One of the few remaining proprietary Windows applications that I use is FrontPage to maintain the Suneido web site. Originally, someone else set up the web site with FrontPage and I just continued to use it. There’s nothing particularly wrong with FrontPage, but I’d rather not be dependent on any proprietary tools (and I’d prefer to use open source ones).

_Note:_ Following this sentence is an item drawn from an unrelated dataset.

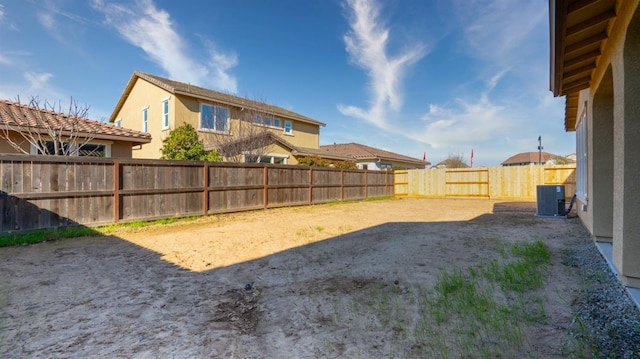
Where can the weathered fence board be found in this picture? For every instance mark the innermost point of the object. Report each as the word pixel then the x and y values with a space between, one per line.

FrontPage has lots of features, but the main one I’m dependent on is its “include” facility. I really don’t want to live without this – duplicating the common header, menu, and footer on every page seems like a maintenance nightmare. One option would be to use “server side includes” (SSI). One problem with this is that not all web servers have SSI, or have it disabled for various reasons. I could probably get our ISP to enable SSI, but there’s another problem. When you view the pages locally, you wouldn’t see the includes. This would make it hard to see what the pages would look like without either publishing them, or setting up a local web server. FrontPage gets around this by physically duplicating the common content, but marking it with special HTML comments so it can update these sections when the included file changes. It looks like this:
<!--webbot bot="Include" U-Include="dload_inc.htm" TAG="BODY" startspan --> ... <!--webbot bot="Include" i-checksum="7502" endspan -->
I like this approach since it means you can view the files locally and see what the end result will look like, but you can still update the common parts in one place.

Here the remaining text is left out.